<Полное собрание сочинений И. А. Бунина: [в 6 т.]. — Пг.: изд. Т-ва А.Ф. Маркс, [1915]. С. 139—146>

 

 

ВЕЛГА.

Слышишь, какъ жалобно кричитъ чайка надъ шумящимъ взволнованнымъ моремъ?

Въ туманной дали, на западѣ, теряются его темныя воды; въ туманную даль, на сѣверъ, уходитъ каменистый берегъ. Холодно и вѣтрено. Глухой шумъ зыби, то ослабѣвая, то усиливаясь, — точно ропотъ сосноваго бора, когда по его вершинамъ идетъ и разрастается буря, — глубокими и величавыми вздохами разносится вмѣстѣ съ криками чайки... Видишь, какъ безпрiютно вьется она въ тускломъ осеннемъ туманѣ, качаясь по холодному вѣтру на упругихъ крыльяхъ? — Это къ непогодѣ.
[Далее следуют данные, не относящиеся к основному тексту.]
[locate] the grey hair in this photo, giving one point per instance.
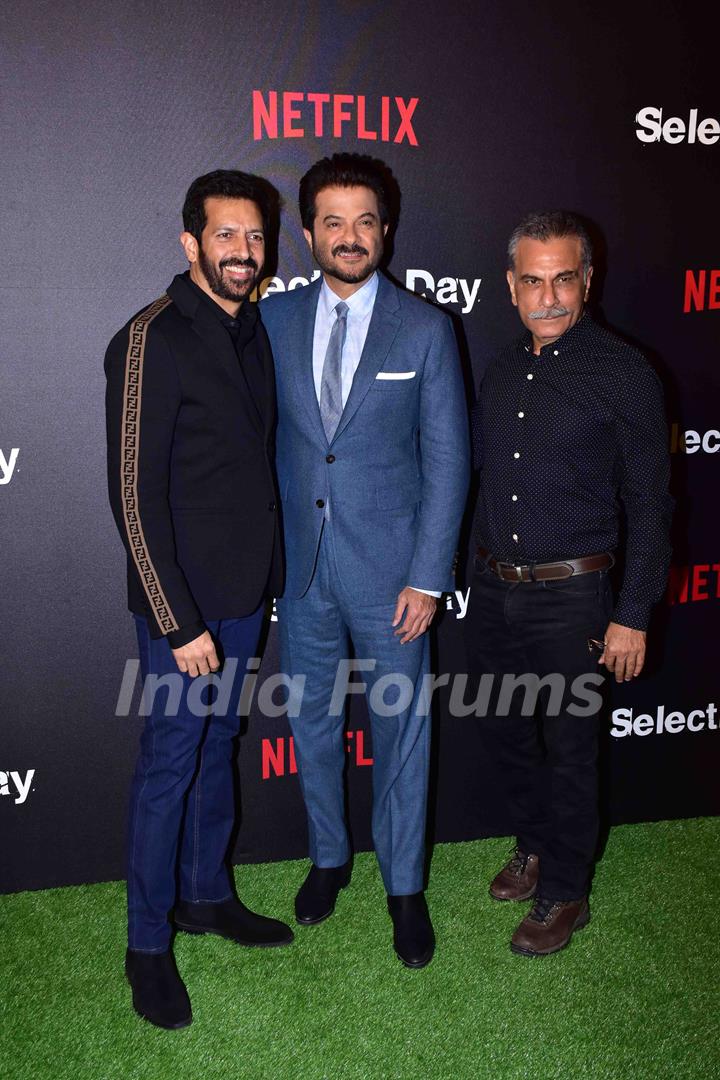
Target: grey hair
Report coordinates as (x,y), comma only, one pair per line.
(551,225)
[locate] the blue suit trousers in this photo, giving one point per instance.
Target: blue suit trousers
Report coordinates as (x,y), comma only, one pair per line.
(182,806)
(315,632)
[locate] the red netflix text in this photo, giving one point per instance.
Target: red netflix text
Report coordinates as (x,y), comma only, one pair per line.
(295,115)
(279,754)
(702,291)
(687,584)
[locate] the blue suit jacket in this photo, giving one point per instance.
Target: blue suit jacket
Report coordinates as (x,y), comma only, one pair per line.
(396,472)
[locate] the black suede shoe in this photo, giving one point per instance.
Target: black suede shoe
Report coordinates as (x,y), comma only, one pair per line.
(159,994)
(412,937)
(318,892)
(233,920)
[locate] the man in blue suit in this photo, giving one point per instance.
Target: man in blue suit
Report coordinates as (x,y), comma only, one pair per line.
(372,462)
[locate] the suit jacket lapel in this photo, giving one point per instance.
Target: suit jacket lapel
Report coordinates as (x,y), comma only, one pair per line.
(301,332)
(384,323)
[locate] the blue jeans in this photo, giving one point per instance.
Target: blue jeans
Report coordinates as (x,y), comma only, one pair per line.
(546,763)
(181,807)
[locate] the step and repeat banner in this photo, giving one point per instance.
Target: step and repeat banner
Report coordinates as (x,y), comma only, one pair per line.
(484,112)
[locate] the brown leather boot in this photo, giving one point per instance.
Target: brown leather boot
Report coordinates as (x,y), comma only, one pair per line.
(517,879)
(549,926)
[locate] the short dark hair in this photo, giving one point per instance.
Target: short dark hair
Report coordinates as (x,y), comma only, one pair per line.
(551,225)
(345,171)
(222,184)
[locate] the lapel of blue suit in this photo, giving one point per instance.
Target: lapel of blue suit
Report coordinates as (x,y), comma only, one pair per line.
(300,332)
(384,323)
День съ самаго утра хмурится. Здѣсь, на этомъ непривѣтливомъ сѣверномъ морѣ, на его пустынныхъ островахъ и прибрежьяхъ, круглый годъ ненастье. Теперь же осень, а сѣверъ еще печальнѣе осенью. Море угрюмо вздулось и становится темно-желѣзнаго цвѣта. Издали необозримая равнина его кажется выше берега, она уходитъ въ туманный просторъ на западъ, а вѣтеръ все быстрѣе гонитъ съ запада волны и далеко разноситъ крикъ чайки.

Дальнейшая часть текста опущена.